Here are a few of my favorite organic gardening tips.
Upcycle as much as possible
Frugality has called me to reuse as many things as possible in my garden efforts. When we first started gardening, my hubs and I picked up election signs (after the election) to reuse the wooden stakes (before the fancy metal legs we have now) for our tomatoes!
Today, you shouldn’t have to buy a pot - plastic, terra cotta or ceramic. Craigslist or Facebook Marketplace is a great place to find them for free. For plastic pots, I use 4” to start my seedlings, stop by your local garden store. They often have a stack for free. And when you’re done with yours, you can donate them for someone else to use.
I start LOADS of seeds, so I’m often pulling a yogurt container out of my recycling bins to use as the seedlings grow.
Vinegar for Pests & Weeds
If you haven’t started using white vinegar for everything, the garden is a great place to begin. It’s a very effective weed killer. You can put it in a spray bottle or just pour it from the container. For even faster results, cover the weeds with a pot or piece of plastic and they will be done for.
Vinegar is also effective at relocating ants. Note that it doesn’t kill them, just encourages them to move out. Sometimes they move to another part of your garden. Usually after a couple of trys, they get the message and move on!
I also use vinegar for cleaning counter tops and making my own dryer sheets. Pinterest will show you how!
Rosemary Water for Pests
Rosemary - with its strong scent and sticky oil deters many pests. Even deer won’t eat it! To make a natural spray to deter pests, fill a pot with rosemary and cover it with water. Boil for 30 minutes. Remove the rosemary. Cool. Pour into a spray bottle and spary plants. I used this on my young kale plants when some pesky worm decided they were brunch. If you’re not growing your own rosemary - check landscaping nearby. It’s usually prolific and those who have it don’t mind sharing!
Got Snails? Stale Beer Traps
A few seasons ago, I was plagued with snails. The most effective method I found for dealing with them were beer traps. Really. I mean it. Find a small container that you can bury up to its rim in the affected area. Fill it with beer and check it the next day. The snails crawl in and enjoy the party but don’t leave.
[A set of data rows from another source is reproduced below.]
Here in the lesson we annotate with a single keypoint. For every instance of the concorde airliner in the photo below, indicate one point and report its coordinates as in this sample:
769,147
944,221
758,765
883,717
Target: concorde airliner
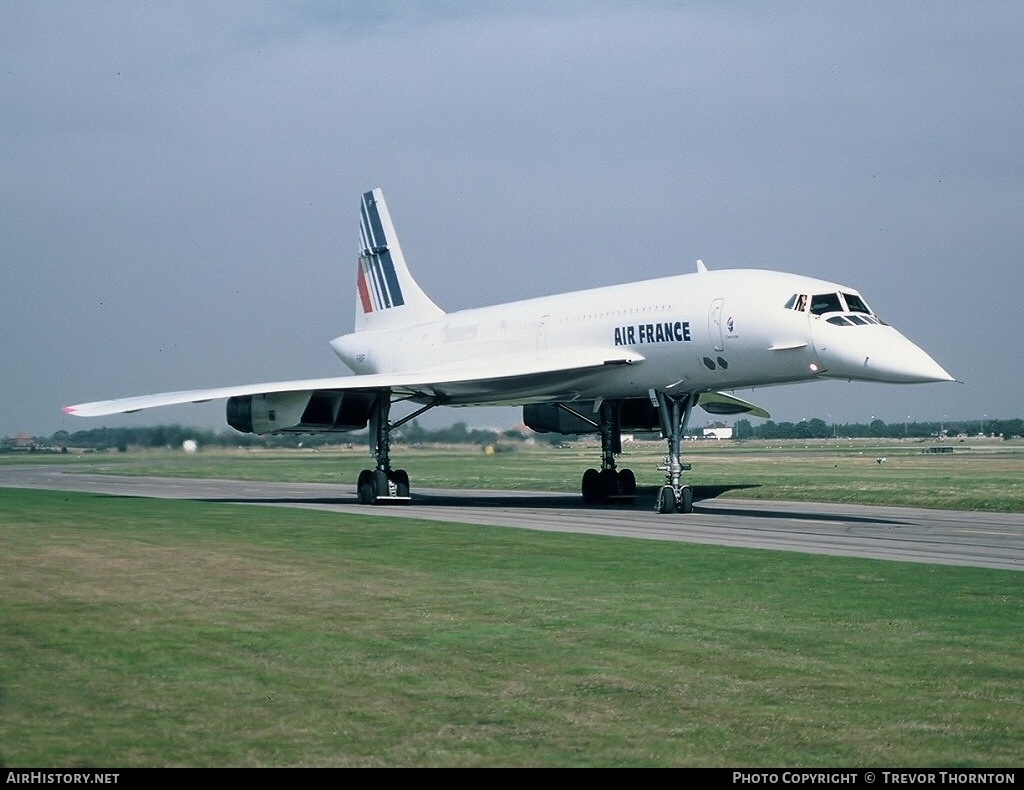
635,357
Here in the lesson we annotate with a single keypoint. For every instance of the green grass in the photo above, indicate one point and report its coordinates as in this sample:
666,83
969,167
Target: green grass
141,632
987,475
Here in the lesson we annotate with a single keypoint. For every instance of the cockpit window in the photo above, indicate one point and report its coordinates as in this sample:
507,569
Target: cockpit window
797,302
854,303
825,302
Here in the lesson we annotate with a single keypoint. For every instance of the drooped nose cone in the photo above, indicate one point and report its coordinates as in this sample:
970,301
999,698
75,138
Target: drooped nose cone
876,354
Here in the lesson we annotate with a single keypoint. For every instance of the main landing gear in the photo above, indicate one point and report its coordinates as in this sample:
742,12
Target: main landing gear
383,485
675,413
609,484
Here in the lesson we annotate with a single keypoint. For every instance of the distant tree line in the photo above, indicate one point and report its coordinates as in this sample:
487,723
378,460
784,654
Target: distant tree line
818,428
412,433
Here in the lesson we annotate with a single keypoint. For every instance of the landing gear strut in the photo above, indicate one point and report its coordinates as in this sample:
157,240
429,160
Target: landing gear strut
609,484
675,413
383,485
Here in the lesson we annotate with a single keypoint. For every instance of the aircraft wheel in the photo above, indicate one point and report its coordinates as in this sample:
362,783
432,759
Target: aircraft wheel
365,488
591,487
685,503
380,485
400,477
608,483
666,500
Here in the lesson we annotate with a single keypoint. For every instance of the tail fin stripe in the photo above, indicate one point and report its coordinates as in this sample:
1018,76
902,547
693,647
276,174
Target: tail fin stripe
363,288
374,238
386,293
Wood Ash or Eggshells for Slugs & Snails
Another great organic option for slugs or snails is ground eggshells or wood ash. If you have a fireplace or fire pit, just scoop the cooled ash out and sprinkle it around the plant that is being pestered. Note that if you water or it rains, you’ll need to reapply.
Another option is to save and dry your eggshells. Crush them in a bowl with a wooden spoon (or in a grinder) and sprinkle around the plant, same as above. This method will also add calcium to your soil.
Natural Allies > Praying Mantis & Ladybugs
If you see either of these in your garden, thank them for their service. They eat aphids and a range of other problematic pests. If you don’t see them but need them, check your local garden store.
There are lots of plants that LOVE to live together and some that naturally deter pests. I have a rosemary plant in each of my bed and that provides one level of protection. Marigolds and mint prevent flies. Lemongrass repels mosquitos.
Before I learned about vinegar and rosemary water, I regularly sprinkled cayenne pepper around plants that were being bothered by an unknown foe.